I finally arrive downtown where I’m instructed to park at the Disney Concert Hall. I enter the building and am sent so low in the basement Satan got the last space. I then have to walk to the courthouse. Now if this were New York City I wouldn’t think anything of it… it’s only six blocks. But this is LA. The last time I walked six blocks in LA Eisenhower was in office.
I get to the court building where I am frisked and sent through a metal detector. I head for the bank of elevators. Ten elevators… 500 people. Ding. The light goes off at elevator one. 500 people stampede to that elevator… ten get in. Ding. The light goes on at elevator six. The stampede rushes to that elevator. And that’s how it went for ½ an hour until I won the elevator lotto and an elevator arrived at a door I was standing in front of.
I arrive at my floor and check in with the court clerk. I walk into the room of 400 chairs or as I call it purgatory. You could hear a pin drop. 400 people not a sound, it was something I had never seen before… group shock. I find a seat and it’s then I start looking over the crowd. OMG… it’s a Cinco D’ Mayo festival. All around me people are speaking Spanish. And those who weren’t speaking Spanish were speaking Mandarin. America really is a melting pot. There were a few valley people there… and an assortment of freaks.

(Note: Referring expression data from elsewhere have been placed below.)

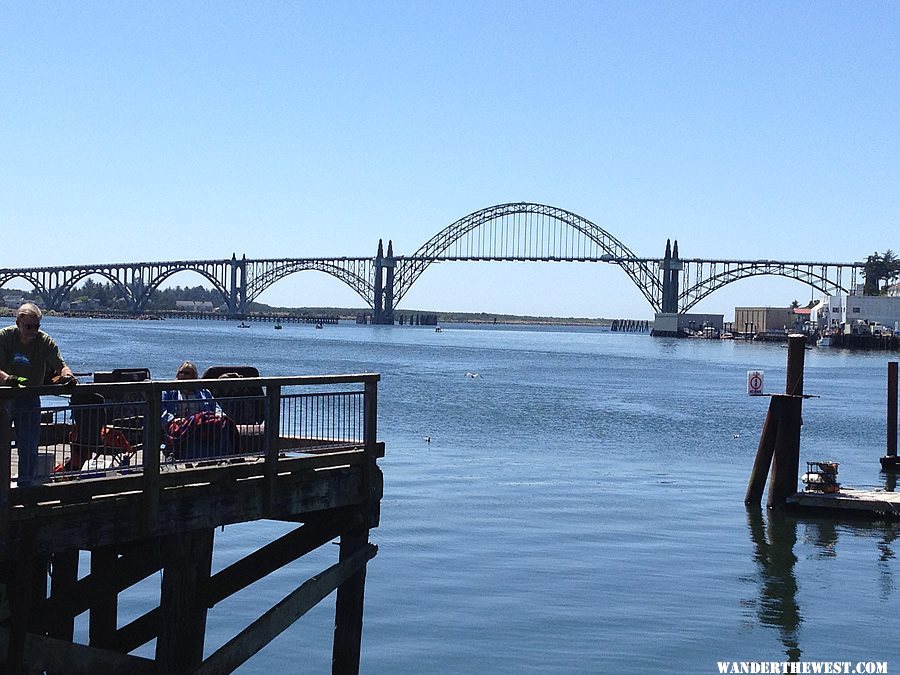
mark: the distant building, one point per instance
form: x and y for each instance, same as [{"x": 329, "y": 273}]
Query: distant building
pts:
[
  {"x": 194, "y": 305},
  {"x": 838, "y": 310},
  {"x": 678, "y": 325},
  {"x": 13, "y": 300},
  {"x": 763, "y": 319}
]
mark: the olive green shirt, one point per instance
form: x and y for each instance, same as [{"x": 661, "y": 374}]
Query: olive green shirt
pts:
[{"x": 33, "y": 360}]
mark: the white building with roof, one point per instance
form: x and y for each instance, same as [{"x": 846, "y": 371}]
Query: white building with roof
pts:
[{"x": 837, "y": 310}]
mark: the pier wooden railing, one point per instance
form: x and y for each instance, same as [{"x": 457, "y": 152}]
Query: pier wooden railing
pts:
[{"x": 312, "y": 460}]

A guy with a pentagram on his hat… a 400 pound guy carrying a lunch pail… the Unabomber.
And so this melting pot of humanity sits there 9 a.m. 10 a.m. 11 a.m. Noon… the quiet room has now got this low murmur going. AND THEN… “We are ready to pick our first panel.” And the names are being announced over the loud speaker: “Mario Gonzalez… Victor Consualo, Arturo Hernadez… Maria Ortez…” With every name there is a sense of relief that your name has not been called. I turned to the woman sitting next to me and said, “Now I know how Anne Frank felt.” HUGE LAUGH.

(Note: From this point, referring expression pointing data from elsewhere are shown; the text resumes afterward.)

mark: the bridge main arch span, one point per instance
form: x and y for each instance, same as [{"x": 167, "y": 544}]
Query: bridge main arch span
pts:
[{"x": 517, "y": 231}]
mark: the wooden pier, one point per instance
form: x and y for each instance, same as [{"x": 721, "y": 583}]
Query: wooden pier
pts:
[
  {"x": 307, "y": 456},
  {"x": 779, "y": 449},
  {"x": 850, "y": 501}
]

We break for lunch. However, same game at the elevators. I give up and go back to purgatory where I begin posting on Facebook… all I need is a little inspiration and I’m off and running. The posts are funny and furious. Now I’m posting photos. Now I’m Facebooking with Marsha Posner Williams. We are laughing so hard that others are looking at me like I’ve lost my mind…which I am about to.

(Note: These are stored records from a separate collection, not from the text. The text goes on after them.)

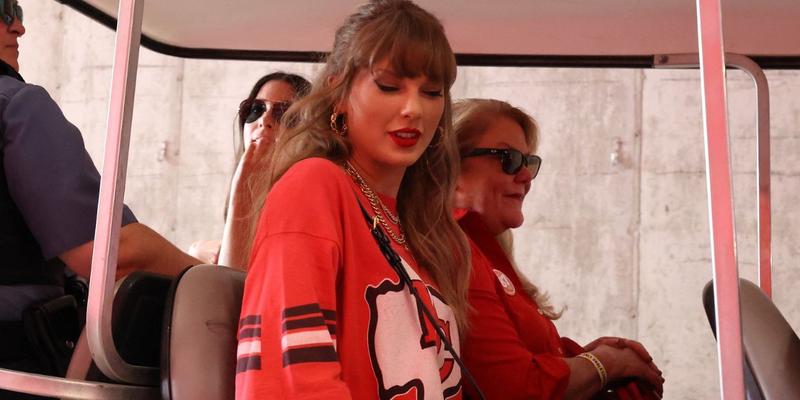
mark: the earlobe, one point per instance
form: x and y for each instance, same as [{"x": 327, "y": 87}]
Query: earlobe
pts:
[
  {"x": 340, "y": 106},
  {"x": 460, "y": 198}
]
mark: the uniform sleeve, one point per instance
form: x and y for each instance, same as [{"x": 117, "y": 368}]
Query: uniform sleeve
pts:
[
  {"x": 497, "y": 357},
  {"x": 287, "y": 334},
  {"x": 50, "y": 175}
]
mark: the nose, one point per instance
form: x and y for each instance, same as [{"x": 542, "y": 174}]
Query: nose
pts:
[
  {"x": 17, "y": 27},
  {"x": 524, "y": 175},
  {"x": 266, "y": 118},
  {"x": 412, "y": 108}
]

We come back after lunch… it’s 1:30. We hear the announcement that sends shivers down our spines. “We are ready to pick our next panel.” I am not picked. 2:30 3:00 3:30.. I know we are let go at 4 pm. If I can just make it till 4 I am free for a year. At 3:45 a woman approaches the podium. “May I have your attention?” 200 people’s hearts stop. “The courts have called down and we don’t need any more panels for today.” An audible “YES” is heard through the room. They call out our names…we give back our juror badge… and we head for the elevators to wait for the elevator lotto game again. Not a word is being spoken but as we pass through the front door heading for the street a woman says to no one… “What a monumental waste of time.” To which a second woman says, “And this is the four time they’ve done this to me.” To which another woman says, “And they don’t care.” I am silent. I am the observer and reporter of human emotions. I am watching and listening. But I will tell you this. There has to be a better system than the one I just experienced. With all the technology of today, there has to be a better way to find a jury than to hold hundreds of people captive for a week…force them to do something they don’t want to do… take them out of their lives and their jobs to pass judgment on another human being. And if I were a felon and saw who the jury pool was… I would plea bargain immediately because I would NOT want any of THOSE people deciding my fate. I now see how George Zimmer walked. I now see how our prisons are filled with innocent people. This is no way to run a court system. And I wish I had a better answer… but I don’t. Sad. No?